When your big data seems too small: accurate inferences beyond the empirical distribution
August 23, 2018 @ 6:00 pm - 8:00 pm PDT
Speaker: Gregory Valiant, Stanford University
Abstract: We discuss several problems related to the general challenge of making accurate inferences about a complex phenomenon, in the regime in which the amount of available data (i.e the sample size) is too small for the empirical distribution of the samples to be an accurate representation of the phenomenon in question. We show that for several fundamental and practically relevant settings, including estimating the covariance structure of a high-dimensional distribution, and learning a population of distributions given few data points from each individual, it is possible to “denoise” the empirical distribution significantly. We will also discuss the problem of estimating the “learnability” of a dataset: given too little labeled data to train an accurate model, we show that it is often possible to estimate the extent to which a good model exists. Framed differently, even in the regime in which there is insufficient data to learn, it is possible to estimate the performance that could be achieved if additional data (drawn from the same data source) were obtained. Our results, while theoretical, have a number of practical applications, and we also discuss some of these applications.

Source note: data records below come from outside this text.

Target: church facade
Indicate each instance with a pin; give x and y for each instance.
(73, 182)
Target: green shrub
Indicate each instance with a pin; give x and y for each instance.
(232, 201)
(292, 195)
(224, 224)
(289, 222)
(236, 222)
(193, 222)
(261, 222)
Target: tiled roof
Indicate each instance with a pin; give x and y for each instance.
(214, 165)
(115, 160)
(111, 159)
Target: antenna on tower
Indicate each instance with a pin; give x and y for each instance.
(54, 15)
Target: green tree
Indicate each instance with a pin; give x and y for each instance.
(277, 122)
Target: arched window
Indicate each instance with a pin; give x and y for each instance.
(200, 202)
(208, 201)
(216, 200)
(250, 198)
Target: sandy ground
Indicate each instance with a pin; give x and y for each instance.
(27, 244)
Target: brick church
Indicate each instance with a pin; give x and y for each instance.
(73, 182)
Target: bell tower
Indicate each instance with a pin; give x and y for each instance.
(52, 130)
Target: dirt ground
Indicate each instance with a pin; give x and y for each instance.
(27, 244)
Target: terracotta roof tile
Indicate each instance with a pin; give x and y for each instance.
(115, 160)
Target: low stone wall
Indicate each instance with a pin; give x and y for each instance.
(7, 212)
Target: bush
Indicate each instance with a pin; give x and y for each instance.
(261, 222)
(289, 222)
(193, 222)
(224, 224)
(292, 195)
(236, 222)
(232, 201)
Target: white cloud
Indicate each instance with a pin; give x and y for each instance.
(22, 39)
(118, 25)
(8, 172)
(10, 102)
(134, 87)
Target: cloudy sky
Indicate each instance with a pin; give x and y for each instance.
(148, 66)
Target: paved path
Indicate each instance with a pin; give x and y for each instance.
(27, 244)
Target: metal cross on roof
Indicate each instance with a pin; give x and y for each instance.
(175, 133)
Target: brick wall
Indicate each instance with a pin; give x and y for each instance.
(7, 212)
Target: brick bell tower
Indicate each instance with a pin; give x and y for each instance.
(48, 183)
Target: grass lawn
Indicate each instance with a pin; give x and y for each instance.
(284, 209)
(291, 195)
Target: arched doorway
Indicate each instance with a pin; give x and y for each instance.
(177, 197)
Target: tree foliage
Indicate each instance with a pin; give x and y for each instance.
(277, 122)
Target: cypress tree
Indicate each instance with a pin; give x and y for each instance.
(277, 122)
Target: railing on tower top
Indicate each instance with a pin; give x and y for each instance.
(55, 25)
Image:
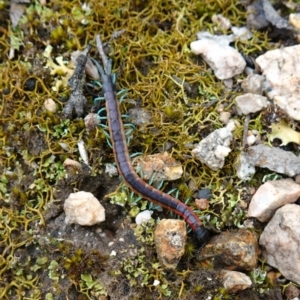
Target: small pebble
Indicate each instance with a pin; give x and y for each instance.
(50, 105)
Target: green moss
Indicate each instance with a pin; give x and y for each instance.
(155, 65)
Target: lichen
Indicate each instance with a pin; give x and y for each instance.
(154, 63)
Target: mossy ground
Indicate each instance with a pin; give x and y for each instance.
(41, 258)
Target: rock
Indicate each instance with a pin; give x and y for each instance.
(170, 240)
(283, 132)
(294, 20)
(72, 166)
(281, 69)
(274, 159)
(221, 21)
(143, 217)
(272, 195)
(84, 209)
(214, 148)
(291, 292)
(202, 203)
(250, 103)
(140, 116)
(280, 241)
(223, 59)
(232, 250)
(91, 121)
(244, 169)
(50, 105)
(90, 68)
(253, 137)
(235, 281)
(254, 84)
(256, 18)
(158, 167)
(225, 116)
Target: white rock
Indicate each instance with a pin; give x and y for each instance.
(282, 70)
(221, 21)
(50, 105)
(111, 170)
(274, 159)
(280, 241)
(143, 217)
(84, 209)
(244, 170)
(254, 84)
(214, 148)
(224, 60)
(294, 20)
(90, 68)
(235, 281)
(272, 195)
(232, 124)
(250, 103)
(225, 116)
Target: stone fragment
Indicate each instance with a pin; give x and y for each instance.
(232, 250)
(84, 209)
(224, 60)
(140, 116)
(90, 68)
(283, 132)
(170, 240)
(292, 292)
(143, 217)
(50, 105)
(253, 84)
(91, 121)
(272, 195)
(250, 103)
(214, 148)
(294, 20)
(202, 203)
(244, 169)
(256, 18)
(281, 69)
(221, 21)
(225, 116)
(72, 166)
(274, 159)
(280, 242)
(235, 281)
(158, 167)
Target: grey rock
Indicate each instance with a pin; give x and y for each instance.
(214, 148)
(280, 242)
(251, 103)
(272, 195)
(274, 159)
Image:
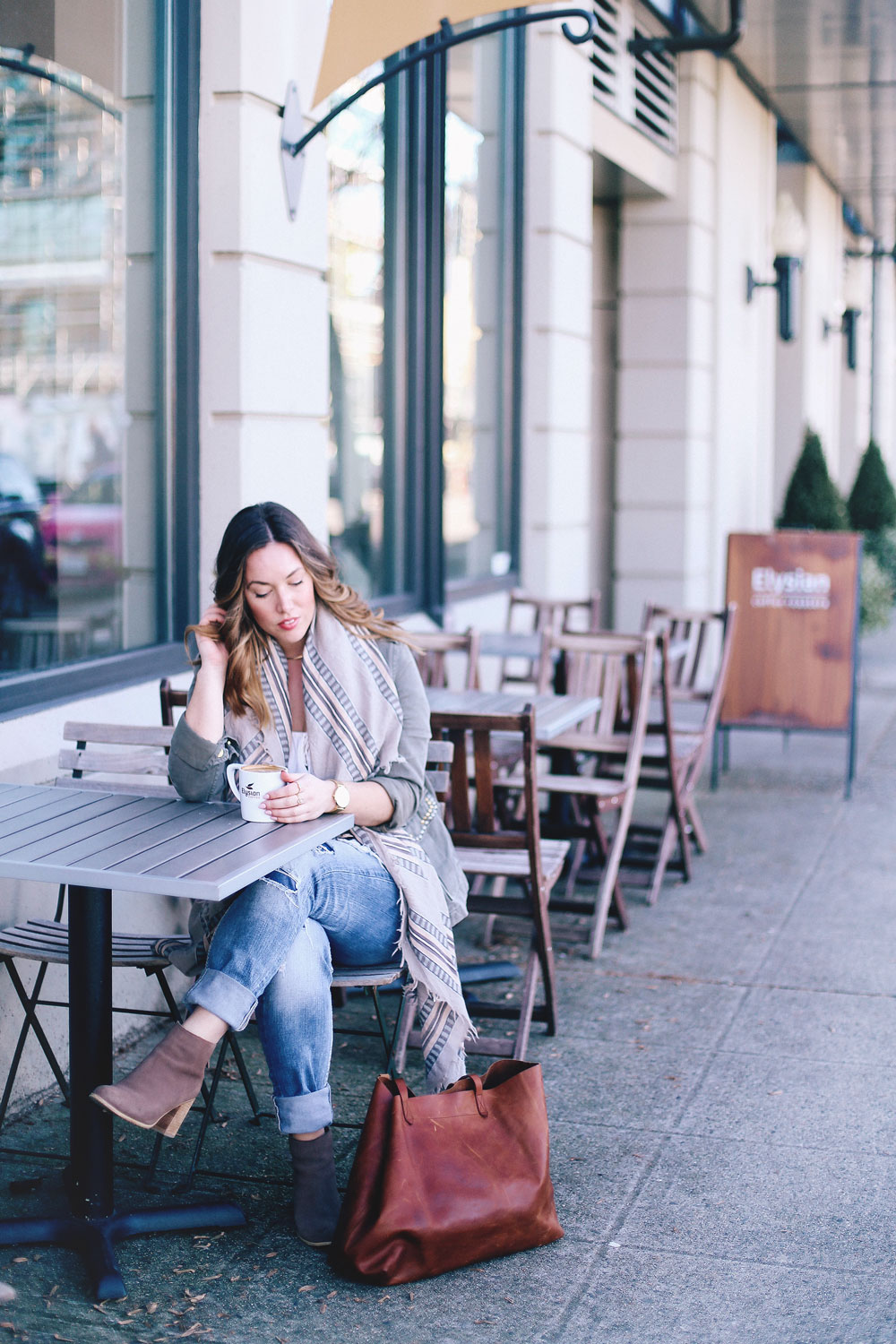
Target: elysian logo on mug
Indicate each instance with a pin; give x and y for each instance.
(252, 784)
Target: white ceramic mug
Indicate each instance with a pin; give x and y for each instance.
(252, 784)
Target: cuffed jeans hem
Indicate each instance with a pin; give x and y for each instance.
(304, 1115)
(223, 996)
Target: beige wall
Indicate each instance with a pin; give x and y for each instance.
(742, 456)
(665, 392)
(265, 373)
(556, 411)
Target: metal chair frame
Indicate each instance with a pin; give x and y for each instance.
(584, 769)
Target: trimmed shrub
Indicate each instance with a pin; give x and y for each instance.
(882, 547)
(872, 500)
(877, 594)
(812, 499)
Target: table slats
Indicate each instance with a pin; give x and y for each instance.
(151, 844)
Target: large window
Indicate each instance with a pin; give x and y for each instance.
(425, 263)
(88, 452)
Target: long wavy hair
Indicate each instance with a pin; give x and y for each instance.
(247, 531)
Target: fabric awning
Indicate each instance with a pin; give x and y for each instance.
(362, 32)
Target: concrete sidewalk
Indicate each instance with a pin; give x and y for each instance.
(721, 1098)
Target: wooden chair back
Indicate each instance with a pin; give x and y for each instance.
(700, 644)
(697, 675)
(474, 819)
(616, 668)
(530, 615)
(116, 755)
(435, 650)
(169, 701)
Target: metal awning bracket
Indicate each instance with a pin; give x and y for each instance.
(672, 45)
(293, 142)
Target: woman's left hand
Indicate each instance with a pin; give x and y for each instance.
(304, 797)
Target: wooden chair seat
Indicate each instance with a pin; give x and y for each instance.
(681, 730)
(514, 863)
(595, 769)
(365, 978)
(685, 745)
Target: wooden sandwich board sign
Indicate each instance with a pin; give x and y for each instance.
(794, 658)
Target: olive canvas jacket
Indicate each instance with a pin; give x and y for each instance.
(198, 766)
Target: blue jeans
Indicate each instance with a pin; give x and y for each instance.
(273, 954)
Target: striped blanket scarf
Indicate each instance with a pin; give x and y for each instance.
(354, 720)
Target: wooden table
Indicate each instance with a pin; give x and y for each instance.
(96, 841)
(554, 714)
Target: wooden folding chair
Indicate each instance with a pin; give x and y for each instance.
(700, 644)
(530, 615)
(513, 854)
(619, 669)
(435, 650)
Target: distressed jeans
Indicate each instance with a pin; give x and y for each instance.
(273, 954)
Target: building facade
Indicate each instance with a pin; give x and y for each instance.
(505, 340)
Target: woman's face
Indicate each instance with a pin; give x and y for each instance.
(280, 593)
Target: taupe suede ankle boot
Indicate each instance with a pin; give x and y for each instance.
(314, 1193)
(161, 1089)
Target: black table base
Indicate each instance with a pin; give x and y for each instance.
(96, 1236)
(93, 1225)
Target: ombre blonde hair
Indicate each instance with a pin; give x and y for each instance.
(249, 531)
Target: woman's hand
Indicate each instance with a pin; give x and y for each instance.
(212, 650)
(304, 797)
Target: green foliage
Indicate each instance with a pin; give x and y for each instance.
(882, 546)
(812, 499)
(877, 594)
(872, 500)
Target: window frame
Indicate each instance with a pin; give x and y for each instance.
(414, 152)
(177, 29)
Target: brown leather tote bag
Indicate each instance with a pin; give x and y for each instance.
(445, 1180)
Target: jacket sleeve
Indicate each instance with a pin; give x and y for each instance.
(405, 780)
(196, 766)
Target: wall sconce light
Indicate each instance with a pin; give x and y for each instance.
(853, 296)
(788, 244)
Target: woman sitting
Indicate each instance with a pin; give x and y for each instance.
(297, 671)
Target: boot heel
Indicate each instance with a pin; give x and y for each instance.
(171, 1123)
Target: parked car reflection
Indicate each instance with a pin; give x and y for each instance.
(23, 569)
(82, 529)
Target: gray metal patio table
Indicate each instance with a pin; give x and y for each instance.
(94, 841)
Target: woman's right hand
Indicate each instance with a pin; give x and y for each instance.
(211, 650)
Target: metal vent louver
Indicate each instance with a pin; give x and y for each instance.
(605, 50)
(641, 90)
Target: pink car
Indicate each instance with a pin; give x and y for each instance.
(82, 530)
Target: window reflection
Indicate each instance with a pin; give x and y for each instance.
(77, 446)
(476, 175)
(357, 279)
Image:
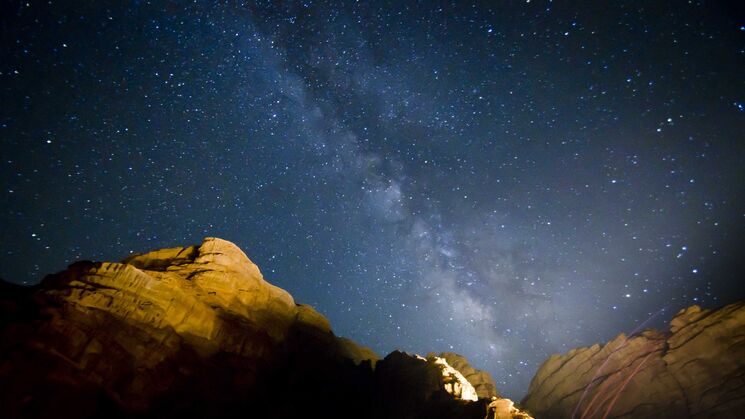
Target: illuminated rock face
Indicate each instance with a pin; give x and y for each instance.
(694, 371)
(196, 331)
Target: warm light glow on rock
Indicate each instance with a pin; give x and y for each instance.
(454, 382)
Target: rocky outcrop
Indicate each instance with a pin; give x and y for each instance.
(695, 370)
(197, 331)
(481, 380)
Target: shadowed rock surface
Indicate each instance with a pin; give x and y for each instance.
(696, 370)
(197, 332)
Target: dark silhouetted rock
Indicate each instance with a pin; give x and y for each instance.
(197, 332)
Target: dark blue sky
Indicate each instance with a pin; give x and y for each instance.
(501, 181)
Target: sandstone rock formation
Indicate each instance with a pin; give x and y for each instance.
(697, 370)
(196, 331)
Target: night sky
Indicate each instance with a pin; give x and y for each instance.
(503, 181)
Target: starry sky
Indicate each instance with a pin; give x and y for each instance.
(505, 180)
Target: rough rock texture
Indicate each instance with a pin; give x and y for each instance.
(697, 370)
(481, 380)
(197, 332)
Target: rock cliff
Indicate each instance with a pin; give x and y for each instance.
(696, 370)
(196, 331)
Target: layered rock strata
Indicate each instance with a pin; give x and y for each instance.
(696, 370)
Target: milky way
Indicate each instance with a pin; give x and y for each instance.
(505, 182)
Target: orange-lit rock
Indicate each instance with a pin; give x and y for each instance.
(696, 370)
(196, 331)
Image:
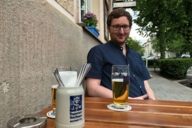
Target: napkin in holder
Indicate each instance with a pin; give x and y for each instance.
(70, 102)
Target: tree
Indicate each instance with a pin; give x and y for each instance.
(170, 21)
(134, 44)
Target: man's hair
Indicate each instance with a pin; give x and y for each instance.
(116, 13)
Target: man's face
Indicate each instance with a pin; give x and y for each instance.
(119, 30)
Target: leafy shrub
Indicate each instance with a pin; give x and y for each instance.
(174, 68)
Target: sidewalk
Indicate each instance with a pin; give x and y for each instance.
(165, 89)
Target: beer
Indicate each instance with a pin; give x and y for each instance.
(120, 91)
(53, 95)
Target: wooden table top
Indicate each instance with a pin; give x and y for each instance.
(144, 114)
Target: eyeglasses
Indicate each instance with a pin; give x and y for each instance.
(118, 27)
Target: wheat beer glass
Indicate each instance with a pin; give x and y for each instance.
(120, 84)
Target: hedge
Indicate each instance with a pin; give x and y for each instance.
(174, 68)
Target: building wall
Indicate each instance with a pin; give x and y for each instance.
(35, 38)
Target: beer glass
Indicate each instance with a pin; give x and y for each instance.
(120, 84)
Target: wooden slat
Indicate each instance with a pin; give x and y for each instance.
(144, 114)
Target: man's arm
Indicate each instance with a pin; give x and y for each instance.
(95, 89)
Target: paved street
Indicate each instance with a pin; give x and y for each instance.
(165, 89)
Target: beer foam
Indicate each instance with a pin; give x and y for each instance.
(117, 80)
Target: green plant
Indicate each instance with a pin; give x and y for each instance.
(90, 19)
(174, 68)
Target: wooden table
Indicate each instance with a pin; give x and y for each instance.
(144, 114)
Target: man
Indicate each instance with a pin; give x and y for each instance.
(116, 52)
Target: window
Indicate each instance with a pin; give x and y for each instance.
(85, 7)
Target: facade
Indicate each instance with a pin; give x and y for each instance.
(36, 37)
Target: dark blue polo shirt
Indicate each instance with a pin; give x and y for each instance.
(103, 56)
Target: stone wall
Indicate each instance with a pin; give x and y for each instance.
(35, 39)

Biography: Gregory Valiant is an assistant professor of Computer Science at Stanford University. His current research interests span algorithms, statistics, and machine learning, with an emphasis on developing algorithms and information theoretic lower bounds for a variety of fundamental data-centric tasks. Recently, this work has also included questions of how to robustly extract meaningful information from untrusted datasets that might contain a significant fraction of corrupted or arbitrarily biased data points. Prior to joining Stanford, Gregory completed his PhD at UC Berkeley in 2012, and was a postdoctoral researcher at Microsoft Research, New England. He has received several honors, including the ACM Dissertation Award Honorable Mention, NSF Career Award, and Sloan Foundation Fellowship.